Spying on your neighbors: Fine-grained probing of contextual embeddings for information about surrounding words
This work addresses a fundamental gap in interpretability for NLP researchers and practitioners, providing insights into how models prioritize context, though it is incremental in probing existing methods.
The paper tackled the problem of understanding what information contextual word embeddings encode about surrounding words by introducing fine-grained probing tasks, and found that BERT, ELMo, and GPT encoders often encode such information with near-perfect recoverability but vary in distribution and robustness.

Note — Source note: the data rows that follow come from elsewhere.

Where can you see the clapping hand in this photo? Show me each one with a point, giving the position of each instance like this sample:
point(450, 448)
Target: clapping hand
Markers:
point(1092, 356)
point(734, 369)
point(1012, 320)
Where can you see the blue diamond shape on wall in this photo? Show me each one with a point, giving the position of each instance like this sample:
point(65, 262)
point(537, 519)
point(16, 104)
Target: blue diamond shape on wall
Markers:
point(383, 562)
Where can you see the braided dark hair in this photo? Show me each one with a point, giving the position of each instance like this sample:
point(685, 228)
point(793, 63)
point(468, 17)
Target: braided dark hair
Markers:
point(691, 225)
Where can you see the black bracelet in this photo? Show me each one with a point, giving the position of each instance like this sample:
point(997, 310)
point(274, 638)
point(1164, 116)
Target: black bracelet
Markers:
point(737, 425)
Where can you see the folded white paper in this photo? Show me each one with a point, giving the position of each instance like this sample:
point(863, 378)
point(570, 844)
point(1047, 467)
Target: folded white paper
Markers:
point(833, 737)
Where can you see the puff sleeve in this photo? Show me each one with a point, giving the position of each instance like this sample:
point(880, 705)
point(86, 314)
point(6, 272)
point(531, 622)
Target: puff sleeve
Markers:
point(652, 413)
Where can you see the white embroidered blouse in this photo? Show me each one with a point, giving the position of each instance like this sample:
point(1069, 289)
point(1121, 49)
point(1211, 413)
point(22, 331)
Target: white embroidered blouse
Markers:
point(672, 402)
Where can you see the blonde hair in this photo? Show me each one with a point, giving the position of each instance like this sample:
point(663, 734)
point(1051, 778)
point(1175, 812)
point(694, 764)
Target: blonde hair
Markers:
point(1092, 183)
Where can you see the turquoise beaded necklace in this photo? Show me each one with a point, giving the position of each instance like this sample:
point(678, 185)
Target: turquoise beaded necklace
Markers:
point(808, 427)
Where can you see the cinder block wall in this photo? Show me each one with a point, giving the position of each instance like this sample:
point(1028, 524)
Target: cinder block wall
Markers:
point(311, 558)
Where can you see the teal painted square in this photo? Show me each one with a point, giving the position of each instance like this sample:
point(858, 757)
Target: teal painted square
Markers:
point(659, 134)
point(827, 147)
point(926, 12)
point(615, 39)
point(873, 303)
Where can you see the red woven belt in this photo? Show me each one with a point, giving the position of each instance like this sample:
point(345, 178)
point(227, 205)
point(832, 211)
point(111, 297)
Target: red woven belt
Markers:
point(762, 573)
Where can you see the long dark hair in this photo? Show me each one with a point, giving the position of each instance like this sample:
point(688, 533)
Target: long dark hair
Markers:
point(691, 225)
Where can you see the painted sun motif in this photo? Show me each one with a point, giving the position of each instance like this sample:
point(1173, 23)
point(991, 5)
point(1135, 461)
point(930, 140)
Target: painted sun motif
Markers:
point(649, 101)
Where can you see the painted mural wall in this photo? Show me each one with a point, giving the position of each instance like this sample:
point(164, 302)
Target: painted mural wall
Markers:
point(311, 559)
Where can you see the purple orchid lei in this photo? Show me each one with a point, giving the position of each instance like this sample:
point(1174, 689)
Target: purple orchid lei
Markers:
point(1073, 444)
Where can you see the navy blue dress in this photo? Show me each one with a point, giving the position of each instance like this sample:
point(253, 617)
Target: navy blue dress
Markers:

Although models using contextual word embeddings have achieved state-of-the-art results on a host of NLP tasks, little is known about exactly what information these embeddings encode about the context words that they are understood to reflect. To address this question, we introduce a suite of probing tasks that enable fine-grained testing of contextual embeddings for encoding of information about surrounding words. We apply these tasks to examine the popular BERT, ELMo and GPT contextual encoders, and find that each of our tested information types is indeed encoded as contextual information across tokens, often with near-perfect recoverability-but the encoders vary in which features they distribute to which tokens, how nuanced their distributions are, and how robust the encoding of each feature is to distance. We discuss implications of these results for how different types of models breakdown and prioritize word-level context information when constructing token embeddings.